En outre, afin de rendre le pays plus attractif, le président Alassane Ouattara a décidé de procéder à un ensemble de réformes : allègements bureaucratiques, développement des infrastructures – très endommagées après deux crises politiques majeures – au travers d’un programme de grands travaux (notamment les transports, avec la privatisation de la ligne de chemin de fer Abidjan – Ouagadougou), allègement fiscal, un guichet unique pour la création d’entreprises et un sérieux renforcement de la protection des investissements.
Ces efforts ont su convaincre. La capitale ivoirienne, Abidjan est ainsi devenu le siège de la branche Afrique de l’Ouest de la Banque européenne d’investissement (BEI). Le président de l’institution, Werner Hoyer, a procédé, lundi 21 novembre, à l’inauguration du bureau régional. Il s’est alors félicité du début d’une « nouvelle étape dans la coopération entre la BEI et les Etat de la sous-région, et la Côte d’Ivoire en particulier ». Pour lui, le choix d’Abidjan « reflète le partenariat de confiance qui lie désormais la BEI à la Côte d’Ivoire pour une action accrue notamment en faveur des infrastructures durables et du soutien au secteur privé ». Aussi, la Côte d’Ivoire sera le premier pays en Afrique à bénéficier d’un prêt de l’institution, dans le cadre de l’initiative « Boost Africa ». Elle vise à soutenir la création et la croissance des start-ups et des PME sur le continent, grâce à un programme d’Investissement, un programme d’assistance qui renforcera les capacités techniques des entreprises, et un programme de Laboratoire d’innovation pour le développement des connaissances.
Dans le même temps, le Fonds monétaire international (FMI) et le gouvernement ivoirien ont conclu un accord sur un projet économique de trois ans censé soutenir le PND 2016-2020 (plan de renforcement durable du secteur privé par des investissements dans les infrastructures et les secteurs sociaux, le soutien de la transformation structurelle et l’industrialisation de l’économie ainsi que de réduction de la pauvreté et des inégalités) prévu pour le second mandat du Président. A cette fin, le FMI prévoir de mobiliser 300 milliards de FCFA (environs 610 millions d’euros). Cette confiance réitérée en Abidjan vient des perspectives que le Fonds a lui-même établies pour le pays : la Côte d’Ivoire sera la championne de la croissance économique entre 2016 et 2018 en Afrique subsaharienne d’après le rapport des perspectives économiques de la région du FMI du mois d’octobre 2016. « D’une manière générale, ce programme aidera le gouvernement à poursuivre les grands succès atteints durant les quatre dernières années et renforcer les fondations d’une croissance forte et inclusive qui favorisera la réduction de la pauvreté », peut-on y lire.

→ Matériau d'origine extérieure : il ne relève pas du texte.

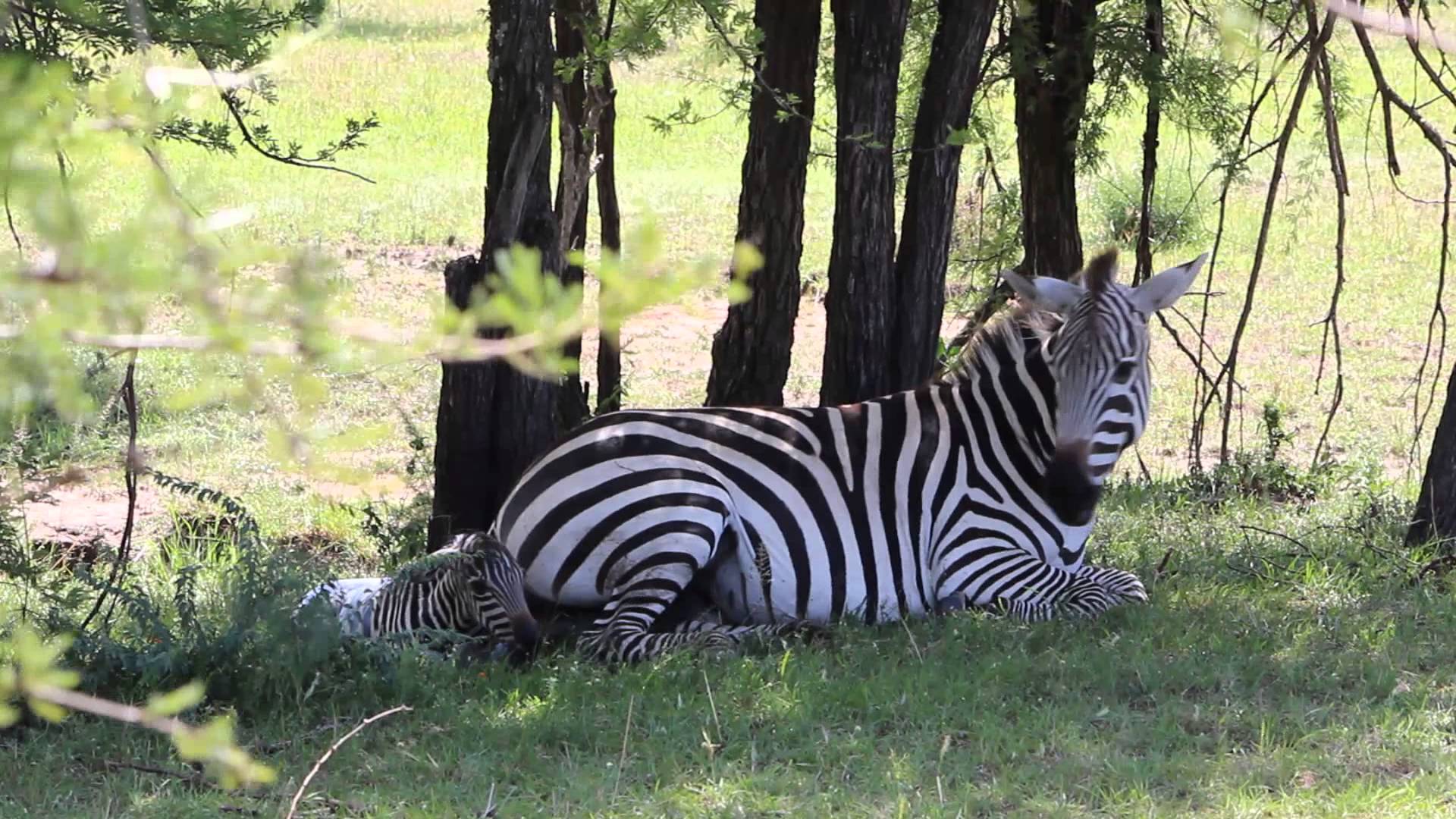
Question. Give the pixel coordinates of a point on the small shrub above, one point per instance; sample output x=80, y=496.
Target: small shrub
x=1263, y=474
x=397, y=529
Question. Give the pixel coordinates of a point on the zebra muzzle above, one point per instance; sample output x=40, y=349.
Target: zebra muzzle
x=1069, y=487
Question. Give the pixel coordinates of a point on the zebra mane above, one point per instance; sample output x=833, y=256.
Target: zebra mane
x=1005, y=334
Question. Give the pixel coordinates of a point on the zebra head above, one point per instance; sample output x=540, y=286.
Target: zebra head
x=1098, y=359
x=498, y=585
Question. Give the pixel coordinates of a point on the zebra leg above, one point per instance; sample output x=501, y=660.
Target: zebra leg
x=721, y=639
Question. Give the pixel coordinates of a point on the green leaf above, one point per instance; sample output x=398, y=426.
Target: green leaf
x=177, y=701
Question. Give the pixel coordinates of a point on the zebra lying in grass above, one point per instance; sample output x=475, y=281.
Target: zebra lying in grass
x=472, y=586
x=977, y=490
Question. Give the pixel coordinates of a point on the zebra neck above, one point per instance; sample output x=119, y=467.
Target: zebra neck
x=1012, y=382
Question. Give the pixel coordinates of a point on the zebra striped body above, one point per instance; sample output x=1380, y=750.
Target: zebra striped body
x=956, y=494
x=471, y=586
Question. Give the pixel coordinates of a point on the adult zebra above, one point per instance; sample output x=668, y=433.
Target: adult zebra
x=471, y=586
x=979, y=488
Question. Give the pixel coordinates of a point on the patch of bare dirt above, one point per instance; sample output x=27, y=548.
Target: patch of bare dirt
x=85, y=515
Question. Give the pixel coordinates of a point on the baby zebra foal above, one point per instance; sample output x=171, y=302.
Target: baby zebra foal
x=471, y=586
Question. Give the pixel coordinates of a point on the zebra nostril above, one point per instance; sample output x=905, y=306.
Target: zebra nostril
x=1068, y=485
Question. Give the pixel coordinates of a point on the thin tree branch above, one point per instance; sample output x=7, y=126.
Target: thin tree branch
x=1331, y=322
x=128, y=397
x=303, y=786
x=1292, y=120
x=248, y=137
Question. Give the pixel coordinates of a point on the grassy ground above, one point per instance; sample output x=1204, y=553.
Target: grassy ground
x=1313, y=686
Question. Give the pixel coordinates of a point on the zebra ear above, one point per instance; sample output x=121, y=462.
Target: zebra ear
x=1044, y=292
x=1165, y=287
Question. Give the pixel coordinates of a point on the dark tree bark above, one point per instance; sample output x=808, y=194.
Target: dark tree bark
x=1436, y=506
x=492, y=419
x=609, y=346
x=1153, y=34
x=571, y=183
x=861, y=300
x=1052, y=69
x=930, y=187
x=752, y=350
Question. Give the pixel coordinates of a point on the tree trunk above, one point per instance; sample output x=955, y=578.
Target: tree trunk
x=573, y=177
x=1153, y=79
x=930, y=187
x=492, y=419
x=861, y=300
x=1435, y=515
x=1052, y=67
x=752, y=350
x=609, y=346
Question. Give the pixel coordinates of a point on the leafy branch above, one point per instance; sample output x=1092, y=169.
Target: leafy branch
x=36, y=678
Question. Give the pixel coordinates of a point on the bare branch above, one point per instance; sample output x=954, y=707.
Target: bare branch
x=1365, y=18
x=303, y=786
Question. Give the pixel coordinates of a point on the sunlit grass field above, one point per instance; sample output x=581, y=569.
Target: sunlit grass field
x=1266, y=678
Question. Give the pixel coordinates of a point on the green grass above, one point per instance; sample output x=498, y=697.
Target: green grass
x=1323, y=687
x=1310, y=686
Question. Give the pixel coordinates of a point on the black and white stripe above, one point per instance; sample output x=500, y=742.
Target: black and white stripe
x=976, y=490
x=472, y=586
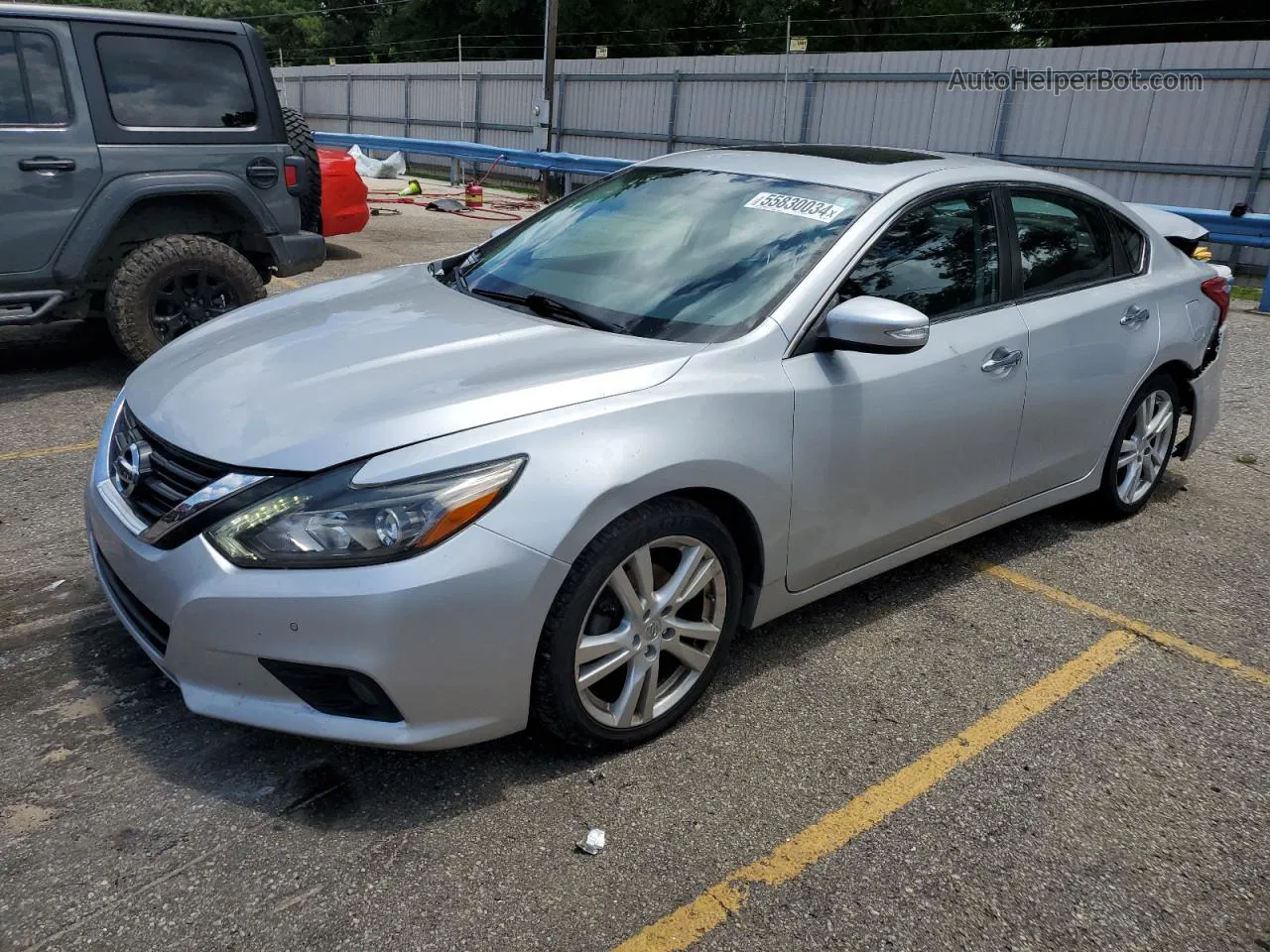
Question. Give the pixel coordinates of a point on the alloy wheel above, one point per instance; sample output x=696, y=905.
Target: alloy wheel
x=1144, y=448
x=651, y=631
x=190, y=298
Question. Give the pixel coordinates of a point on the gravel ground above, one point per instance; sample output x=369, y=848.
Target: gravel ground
x=1134, y=814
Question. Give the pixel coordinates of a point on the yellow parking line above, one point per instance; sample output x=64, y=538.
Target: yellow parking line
x=1147, y=631
x=49, y=451
x=690, y=921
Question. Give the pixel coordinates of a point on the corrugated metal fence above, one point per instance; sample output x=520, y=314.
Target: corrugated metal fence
x=1203, y=148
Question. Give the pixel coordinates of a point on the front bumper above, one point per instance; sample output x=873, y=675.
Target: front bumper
x=449, y=635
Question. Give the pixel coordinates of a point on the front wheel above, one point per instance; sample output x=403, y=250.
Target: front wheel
x=172, y=285
x=639, y=629
x=1141, y=448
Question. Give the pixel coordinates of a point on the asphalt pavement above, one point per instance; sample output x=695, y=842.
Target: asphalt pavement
x=1067, y=752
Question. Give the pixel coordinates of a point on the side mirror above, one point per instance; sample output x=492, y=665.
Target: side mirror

Le prêt du FMI pourrait être appuyé par deux autres accords, l’un auprès de la facilité élargie de crédit (FEC), le second au titre du mécanisme élargi de crédit (MEDC). Ces deux outils financiers viennent en aide aux pays qui connaissent des difficultés prolongées de balance des paiements. Autant de perspectives heureuses pour la Côte d’Ivoire. Le FMI met néanmoins en garde contre un recours trop important aux investisseurs et prestataires de service internationaux, qui a long terme pourrait gonfler le déficit courant et fragiliser la balance des revenues secondaires.
Un parcours délicat attend donc le gouvernement ivoirien, qui doit s’assurer de la durabilité de ses acquis et ne pas céder à la gourmandise. La Côte d’Ivoire doit créer assez d’espace budgétaire avant de consentir à davantage d’investissements en infrastructures et de dépenses sociales. La gestion du pays lors du premier mandat Ouattara a été un sans-faute – et ce dans le contexte délicat d’une sortie de crise ayant divisé le pays durant dix ans. L’avenir dira si l’ancien économiste du FMI tiendra bon la barre pour les cinq ans à venir.